まったく同じ物を知らぬ男に与えられていた。笑うしかなかった。
嬉しそうに笑っているのを見ていることしかできなかった。
だから、行き場のなくなったピアスを自分に刺した。
これでお揃いというわけにはいかないだろう。
まったくもって不揃いだ。
「おい、ロン毛」
ギラギラした緑色の目で私をにらむ。
最初に名乗った名前を呼ばれることもなく、この仕事は終わるんだろうな。
「なに? 延長するなら別に構わないけど」
さて、どうするかな。私にできることとはなさそうだから、このまま帰ってもいいんだけど。アフターケアなんて柄じゃない。何よりそういう状況でもなさそうだ。

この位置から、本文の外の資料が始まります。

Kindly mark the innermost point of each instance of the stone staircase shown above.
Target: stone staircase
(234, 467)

「私はどこでまちがった? 何がいけなかった? 何が悪かったんだ!
どうしてこうなった? 何で、何であんな奴が……」
わなわなと肩を震わせて、私と対峙する。結論は出ているのだろう。
「「こんなのまちがってる!」」
だから、自然と声はそろった。こんなはずじゃなかった。
自分の望んだ結果じゃなかった。
「そんなことを言われても困るね。
結果なんて分かるわけないじゃない」
未来予知の魔法を使うまでもない。
私が手を出さなくても、いずれこうなっていた。
答え合わせが少しだけ早まった。それだけだ。
「笑ってんじゃねェよ! 笑うな! やめろ! やめろよ!」
いつの間にか、彼女の手にはナイフが握られていた。
決意と憎悪から生まれた何かだ。名前はない。
「それで私を殺すか? 悪かないね。
実際、どれだけ無駄なのかがよく分かる……」
私の言葉は届かず、ナイフは腹に刺さった。
これもよくあることだ。感情に任せた行動は、すべてを台無しにする。
限りある可能性を潰す。
彼女は何度も刺すような真似はせず、体重を乗せて深く突き刺した。
じわりと血が広がっていく。傷はそのうちふさぐけれど、何度やられても慣れない。
痛いものは痛い。ピアスを強引に刺した耳だって悲鳴を上げる心だって痛い。
それを認めない奴のなんと多いことか。
「そろそろいいかな。結構痛いんだ、これ」
彼女はナイフから手を放すと、自分の手と私の傷を交互に見る。
私は腹に刺さったナイフを抜き、遠くへ放り投げる。
何もかもが血にまみれている。
彼女は呆けた顔で、私を見ていた。
翠玉色の瞳が揺れ、激昂する。
「……アンタなんなんだよ! なんでよけなかった! バカじゃないのか!」
「馬鹿で結構、これが私のやり方なんでね」
殺したかったら殺せばいいさ。
どうせ、私は死なないんだ。
私は肩をすくめる。
「これで分かっただろ、私を刺したところで何も変わらないんだ。
その耳だってそうさ、身につけたところでおそろいにはならないよ」
視界がぐらりと揺れ、その場で崩れ落ちた。
彼女は私の胸ぐらを掴む。
「そんなつもりじゃなかったんだ! 刺すつもりなんてなかった!
私はただ……ただ……!」
「もういいよ、殺す気がないのは分かってたから」
彼女はそのままうずくまって泣きはじめた。
涙はどんな宝石よりも綺麗だった。